Dall’ormai prossimo addio alle mascherine (quantomeno all’aperto e in zona bianca, come sancito dalla recente ordinanza firmata dal ministro della Salute) al divertimento in compagnia, il ritorno alla vita normale è sempre più un tema di stringente attualità. Purtroppo, però, non sempre solo in positivo: molteplici sono infatti, anche nel nostro territorio, gli episodi di esagitazione che stanno creando scompiglio in diversi centri urbani.
Così, mentre da un lato c’è chi già punta il dito contro la movida che, dopo un biennio di ubriacatura da puritanesimo a buon mercato e a reti unificate, sembra ormai essere assurta, suo malgrado, al ruolo di capro espiatorio di ogni male, in molti si dimenticano che i principali protagonisti di quegli episodi, giovani e adolescenti, sono la categoria che, dal 2020, ha più delle altre vissuto in una condizione di parziale sospensione del proprio percorso di vita.
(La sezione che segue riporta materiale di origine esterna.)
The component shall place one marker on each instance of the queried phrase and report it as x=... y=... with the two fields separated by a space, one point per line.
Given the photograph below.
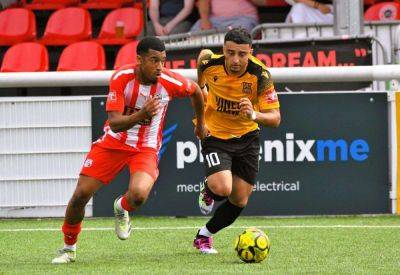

Vedendo quindi sospesa, nel contempo, anche la propria crescita umana, culturale ed emotiva.
Ecco, a fronte di questa consapevolezza, prima di accusare di irresponsabilità un’intera fascia anagrafica, bisognerebbe forse chiedersi cosa sia possibile fare, anche dal punto di vista educativo, per risarcire delle esperienze loro sottratte queste giovani vite. Che rappresentano, ben più di qualsiasi “digitalizzazione”, il nostro futuro.